In grad school I had a need for a tool that would generate all strings accepted by a regex of a specified size.

I wrote one myself, but was never really satisfied that I did a good job on it. I'd love to see the code of an efficient implementation of such a thing.

abecedarius · on Sept 24, 2010

Doug McIlroy wrote an article on that: http://www.cs.dartmouth.edu/~doug/nfa.ps.gz

Code: http://www.cs.dartmouth.edu/~doug/nfa.hs

kenjackson · on Sept 25, 2010

Thank you. That is actually an excellent paper. A decade late for me, but excellent.

rndmcnlly0 · on Sept 24, 2010

"Generate all" and "efficient" seems doomed at some level. Considering /[01]+/, there are clearly an exponential number of matches given some given max length.

The expression itself provides a nice summary of the generative space it implies. Perhaps for a particular application you could apply a kind of lazy generation. Say, given /[01]+/ it would first expand it into the subspaces of /0/, /1/, /0[01]+/, and /1[01]+/. One of these branches could be expanded next depending on what was actually needed in the next step.

elblanco · on Sept 25, 2010

"Higher Order Perl" has a chapter on building one in Perl. http://en.wikipedia.org/wiki/Higher-Order_Perl I believe the full text is available.

jusob · on Sept 24, 2010

You mean you re-implemented String::Random ? http://search.cpan.org/~steve/String-Random-0.22/lib/String/...

rndmcnlly0 · on Sept 24, 2010

Interesting module, but different target application. Part of the core of my generation process is remembering which parts of the example match came from which piece of your original expression so that (someday) there could be some nice mouseover effects that help you understand HOW some example match works (as there are sometimes expressions that match a given string in multiple ways).

xtacy · on Sept 24, 2010

Reminded of this: http://news.ycombinator.com/item?id=1387418. Perhaps it's too complicated? :-)

rndmcnlly0 · on Sept 24, 2010

Here is the source to the python meat of this project: http://pastie.org/1180230

The general idea is that it is a command line tool that reads a regex as input (along with a number of examples to generate). It parses the regex into an abstract syntax tree, then hands it over to an interpreter to "execute" the expression/program several times.

The 'simpleparse' python library does a nice job of easing the regex-to-tree mapping.

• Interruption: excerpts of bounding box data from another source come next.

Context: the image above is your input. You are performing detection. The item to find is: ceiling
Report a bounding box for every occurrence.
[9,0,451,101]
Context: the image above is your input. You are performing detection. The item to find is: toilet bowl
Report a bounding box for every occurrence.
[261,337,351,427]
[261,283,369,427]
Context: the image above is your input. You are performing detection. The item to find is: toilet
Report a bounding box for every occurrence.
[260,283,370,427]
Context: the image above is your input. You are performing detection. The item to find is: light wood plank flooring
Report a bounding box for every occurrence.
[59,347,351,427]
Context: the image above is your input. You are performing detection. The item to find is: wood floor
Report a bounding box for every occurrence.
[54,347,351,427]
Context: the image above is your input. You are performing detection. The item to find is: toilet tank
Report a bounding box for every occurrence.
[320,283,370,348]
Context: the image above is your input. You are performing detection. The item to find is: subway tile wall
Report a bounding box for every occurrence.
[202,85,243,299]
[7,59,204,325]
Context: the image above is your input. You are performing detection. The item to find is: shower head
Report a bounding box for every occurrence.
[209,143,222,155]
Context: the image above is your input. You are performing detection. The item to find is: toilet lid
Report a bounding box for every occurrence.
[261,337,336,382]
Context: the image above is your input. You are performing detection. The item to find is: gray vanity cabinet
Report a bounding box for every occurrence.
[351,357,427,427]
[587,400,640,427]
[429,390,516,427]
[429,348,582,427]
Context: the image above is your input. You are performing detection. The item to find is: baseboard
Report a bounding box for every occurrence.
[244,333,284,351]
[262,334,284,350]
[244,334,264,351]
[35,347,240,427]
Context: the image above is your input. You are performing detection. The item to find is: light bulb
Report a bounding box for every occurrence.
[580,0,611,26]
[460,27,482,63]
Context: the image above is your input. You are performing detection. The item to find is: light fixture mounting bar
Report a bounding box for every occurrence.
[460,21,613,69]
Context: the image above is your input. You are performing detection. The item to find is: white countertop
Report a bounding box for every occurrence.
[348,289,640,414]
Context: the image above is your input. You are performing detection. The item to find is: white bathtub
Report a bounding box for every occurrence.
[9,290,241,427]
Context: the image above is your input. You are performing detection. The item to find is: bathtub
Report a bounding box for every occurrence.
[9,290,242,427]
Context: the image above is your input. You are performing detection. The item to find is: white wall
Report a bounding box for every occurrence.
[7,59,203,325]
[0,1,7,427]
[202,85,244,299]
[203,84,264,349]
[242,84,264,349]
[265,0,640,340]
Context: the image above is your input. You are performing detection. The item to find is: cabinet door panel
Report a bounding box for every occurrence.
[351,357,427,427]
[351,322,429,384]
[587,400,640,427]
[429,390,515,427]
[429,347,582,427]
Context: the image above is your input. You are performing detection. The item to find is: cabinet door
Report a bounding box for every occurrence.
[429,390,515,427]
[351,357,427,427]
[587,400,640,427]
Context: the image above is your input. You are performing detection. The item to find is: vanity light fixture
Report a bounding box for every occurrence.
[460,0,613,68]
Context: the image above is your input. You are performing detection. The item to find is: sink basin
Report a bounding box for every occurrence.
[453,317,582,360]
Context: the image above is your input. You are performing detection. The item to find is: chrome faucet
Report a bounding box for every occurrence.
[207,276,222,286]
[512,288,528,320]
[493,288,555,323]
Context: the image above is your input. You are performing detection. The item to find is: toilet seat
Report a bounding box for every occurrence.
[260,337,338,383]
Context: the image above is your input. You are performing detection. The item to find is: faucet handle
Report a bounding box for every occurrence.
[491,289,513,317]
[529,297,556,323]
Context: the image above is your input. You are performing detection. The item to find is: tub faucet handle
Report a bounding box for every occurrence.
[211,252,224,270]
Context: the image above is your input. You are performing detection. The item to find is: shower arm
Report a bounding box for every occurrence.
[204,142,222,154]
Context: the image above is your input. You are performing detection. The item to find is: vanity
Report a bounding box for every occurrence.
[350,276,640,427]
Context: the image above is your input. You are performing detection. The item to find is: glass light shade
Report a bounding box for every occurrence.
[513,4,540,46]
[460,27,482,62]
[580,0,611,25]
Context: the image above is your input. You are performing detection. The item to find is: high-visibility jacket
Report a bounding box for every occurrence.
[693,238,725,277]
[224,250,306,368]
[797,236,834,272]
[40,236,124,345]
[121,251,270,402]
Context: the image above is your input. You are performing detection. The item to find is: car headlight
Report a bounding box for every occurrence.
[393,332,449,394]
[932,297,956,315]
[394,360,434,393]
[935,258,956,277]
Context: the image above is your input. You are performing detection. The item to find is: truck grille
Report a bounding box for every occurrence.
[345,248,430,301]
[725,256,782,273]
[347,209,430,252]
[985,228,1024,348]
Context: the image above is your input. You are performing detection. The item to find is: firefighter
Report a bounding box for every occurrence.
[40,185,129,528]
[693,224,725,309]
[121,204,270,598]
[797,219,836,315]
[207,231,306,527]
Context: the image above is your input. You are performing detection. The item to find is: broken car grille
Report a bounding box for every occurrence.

j_baker · on Sept 24, 2010

One thing that would be useful is if I could select different regex engines. Python does things slightly differently from Perl, C#, and (especially) emacs.

rndmcnlly0 · on Sept 24, 2010

Heh, its a matter of implementing a declarative model of each of the different regex engines you'd like to select. If would be fantastic if it existed, wanna try?

gus_massa · on Sept 25, 2010

I think that it should show for example 10 matches (not only one), so it is easier to have an idea of "all" the possible matches.

DTrejo · on Sept 25, 2010

I've found http://txt2re.com/ to be very helpful for simple things.

sharpemt · on Sept 25, 2010

Something similar to check-out. Based in javascript and lets you visually verify basic patterns on text-blocks: http://regexpal.com/

nerfhammer · on Sept 24, 2010

Using python with the re.X flag?

I can tell because it's doesn't understand scoped flags or atomic groupings.

rndmcnlly0 · on Sept 25, 2010

While the generation engine is written in python (source linked in another comment), the engine itself doesn't make use of existing regex libraries because they solve a different problem (deterministic matching vs nondeterministic generation).

swaits · on Sept 25, 2010

Similar: http://rubular.com/

rndmcnlly0 · on Sept 25, 2010

It look like rubular just shows you example matches out of text you've already typed in (the same situation you have when playing with any regex matching library directly), whereas regexio generates matches you might not expect out of the blue. Can you clarify what sense of similarity you mean to point out?

swaits · on Sept 25, 2010

Yes, I realize that rubular doesn't generate the matches. But they are both web sites where you primarily enter a regex in order to explore its behavior. The similarity is obvious.

teoruiz · on Sept 25, 2010

And the Python 're' option: http://pythex.org/

frobozz · on Sept 25, 2010

What an exceptionally helpful tool! thanks.